Thread State
During the lifetime of a thread , it is possible to convert between multiple states. Different operating systems can implement different threading models, defining many different thread states, each of which
The
State can also contain multiple child states. In general, however, the following States are common:
ready: Participate in scheduling, waiting to be executed. Once selected, start execution immediately.
run: CPU occupied, running.
Hibernate: Temporarily does not participate in scheduling, waiting for a specific event to occur.
Abort: finished running, waiting to recycle threads Resources (Note that this is easily misunderstood, explained later).
Thread environment
thread exists in the process. All global resources within a process are visible to each internal thread .
There are several typical global resources within a process:
code area. This means that all the visible function code in the current process space is visible to each thread .
static Storage area. Global variables. static variables.
Dynamic Storage area. That is, heap space. Typical local resources in
threads are:
local stack space. The function call stack that holds the thread , local variables inside the function, and so on.
Partial Register variables. For example, this thread Next executes a pointer offset to the code.
Once a process is initiated, a default thread is generated first, usually called the thread as the primary thread . A thread that is entered through the main function in a C + + program
。 threads derived from the main thread are called from the thread, and the thread can have its own entry function, which acts as the main function of the master thread .
This function is specified by the user. Both Pthread and WINAPI are implemented by passing in function pointers. When you specify a thread entry function, you can also specify parameters for the entry function.
Just as the main function has a fixed format requirement, the thread 's entry function generally has a fixed format requirement, and the parameters are usually void * types, and the return type is
Pthread is void *, WINAPI is unsigned int, and it needs to be a global function.
The most common threading model, in addition to the main thread is special, once the other threads are created, the other is peer to peer, there is no implied
Hierarchical relationships.
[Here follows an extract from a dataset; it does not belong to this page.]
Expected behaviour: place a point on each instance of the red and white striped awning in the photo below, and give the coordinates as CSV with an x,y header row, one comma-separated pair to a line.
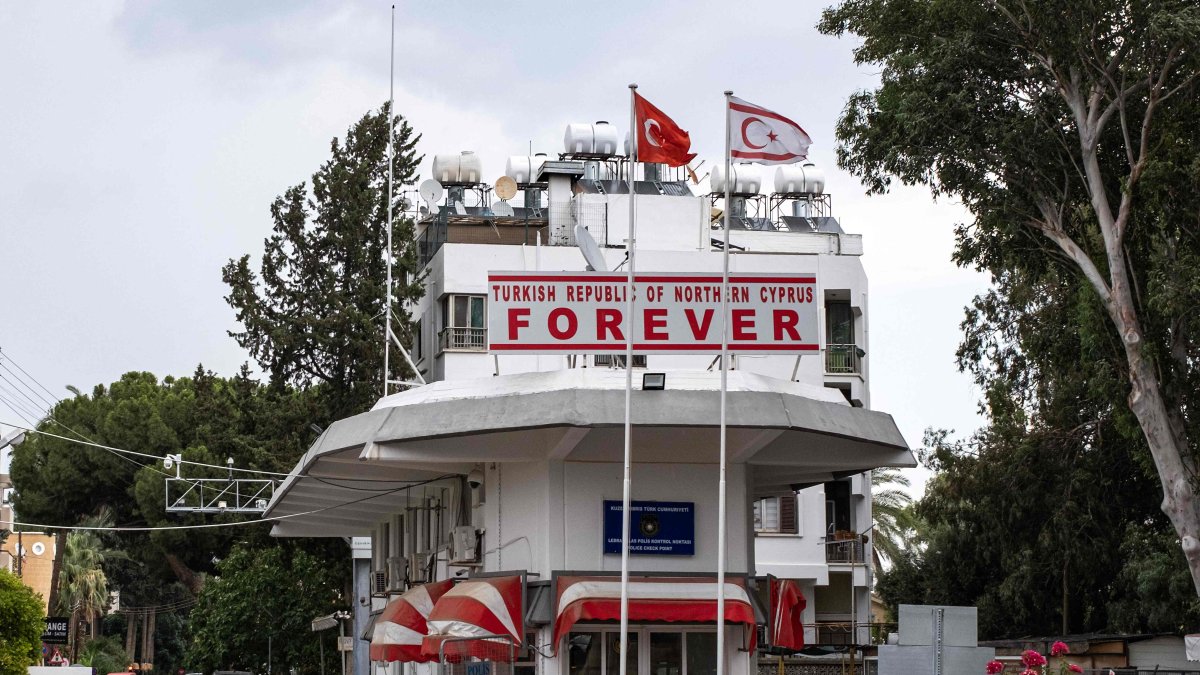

The maximum number of threads that each process can create is determined by the specific implementation.
In order to better understand the above concepts, the following specific code to explain in detail.
Thread class interface Definition
a thread class whatever task you perform, the basic commonality is
Create and start thread
Stop thread
There's also the ability to sleep, to wait, Can separate execution (a bit of a mouthful, explained later).
There are others that can continue to add ...
The concept of thread is abstracted, and you can define the following classes for it:
file thread.h
#ifndef __thread__h_
#define __ Thread__h_
Class Thread
{
Public:
Thread ();
Virtual ~thread ();
int start (void * = NULL);
void Stop ();
void sleep (int);
void Detach ();
void * Wait ();
Protected:
virtual void * Run (void *) = 0;
Private:
//This part of Win and Unix slightly different, first not defined, followed by separate implementation.
//By the way, I am not used to writing Chinese comments, here to better understand a
//point or choose Chinese.
...
};
#endif
The Thread::start () function is a thread -start function whose input parameter is an untyped pointer.
The Thread::stop () function aborts the current thread .
The Thread::sleep () function lets the current thread hibernate for a given time in seconds.
The Thread::run () function is a thread function call that implements a thread class.
Thread:: The concepts involved in thedetach() and thread::wait () functions are slightly more complex. Explain later.
The thread class is a virtual base class, and derived classes can overload their own thread functions. Here is an example.
Sample Program
Code written is not exquisite, violent type conversion more, welcome to have leisure class beautification, thanked the first.
File create.h
#ifndef __creator__h_
#define __creator__h_
#include <stdio.h>
#include "Thread.h"
Class Create:public Thread
{
Protected
void * Run (void * param)
{
char * msg = (char*) param;
printf ("%s\n", msg);
Sleep (100); Try canceling this line of comments to see how the results are different.
printf ("One day past.\n");
return NULL;
}
};
#endif
Then, implement a main function to see the specific effect:
File Genesis.cpp
#include <stdio.h>
#include "create.h"
int main (int argc, char** argv)
{
Create Monday;
Create Tuesday;
printf ("At the first God made the heaven and the earth.\n");
Monday.start ("Naming, day, and the dark, night, the first day.");
Tuesday.start ("gave the arch the name of Heaven, the second day.");
printf ("These is the generations of the heaven and the earth.\n");
return 0;
}
Compile and run, the program output is as follows:
At the first God made the heaven and the earth.
These is the generations of the heaven and the earth.
Surprisingly, the child threads created by the Monday and Tuesday objects do not appear to be executing! What is this for? Don't worry, add the following statement before the last printf statement
:
Monday.wait ();
Tuesday.wait ();
To recompile the run, the new output is as follows:
At the first God made the heaven and the earth.
Naming the light, day, and the dark, night, the first day.
One day past.
Gave the arch the name of Heaven, the second day.
One day past.
These is the generations of the heaven and the earth.
To illustrate this problem, you need to understand the meaning of the thread::detach() and thread::wait () two functions that are not explained earlier.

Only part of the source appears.